Any real estate agent knows that to be successful in our line of work, we have to be able to adapt quickly to our clients’ needs and the ever-changing market. This means having our fingers on the pulse of what is going on in the communities we serve. The same held true when we were getting ready to launch and saw that millions of people were going to be working remotely for the foreseeable future. I was in communication with dozens of agents in my community about how they were adapting their business practices during shelter-in-place orders and found that we could expand our product’s features to meet their needs without too much of an extra burden on our tech team. If you’re about to launch something you’ve been working on for several years, you know it inside out. This means you don’t have to go back to the drawing board if the market suddenly changes. Instead, look at it from as many angles as possible, and see how it can be adapted slightly to address the shift in needs of your potential clients.

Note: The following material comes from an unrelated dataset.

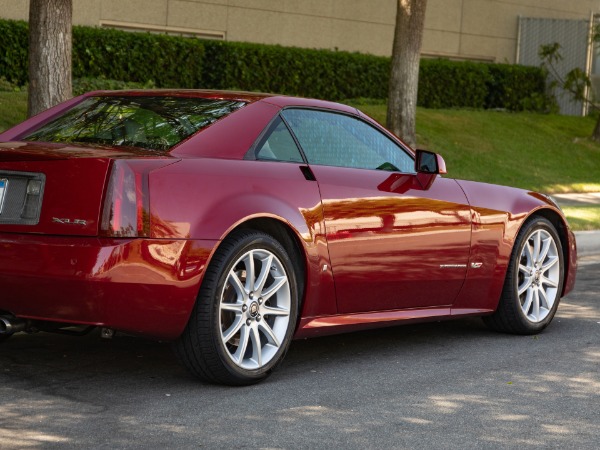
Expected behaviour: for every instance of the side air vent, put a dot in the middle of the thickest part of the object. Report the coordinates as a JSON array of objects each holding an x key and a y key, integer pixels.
[{"x": 21, "y": 197}]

For us, we were able to emphasize securely signed contracts as part of the document management system so that agents could carry out housing transactions without needing to meet in person.
The next crucial piece is to take the “new normal” and project into the future by several years. The world is going to look different for some time, but people will still need to buy and sell houses, so the core services agents offer aren’t going to change. We are already experts at using subtle clues to predict where the neighborhoods will grow in popularity (and therefore price), and the same tools we use to anticipate changes in supply and demand are exactly the skills that can help you orient your product launch so that it grows in lockstep with the way the world is going.
If you work in real estate, the only true constant is change. Drastic and major upheavals have occurred in our industry before the technological age, but the same principles can be applied whether we’re talking about digital or physical products. Our skillsets are more transferable than we realize.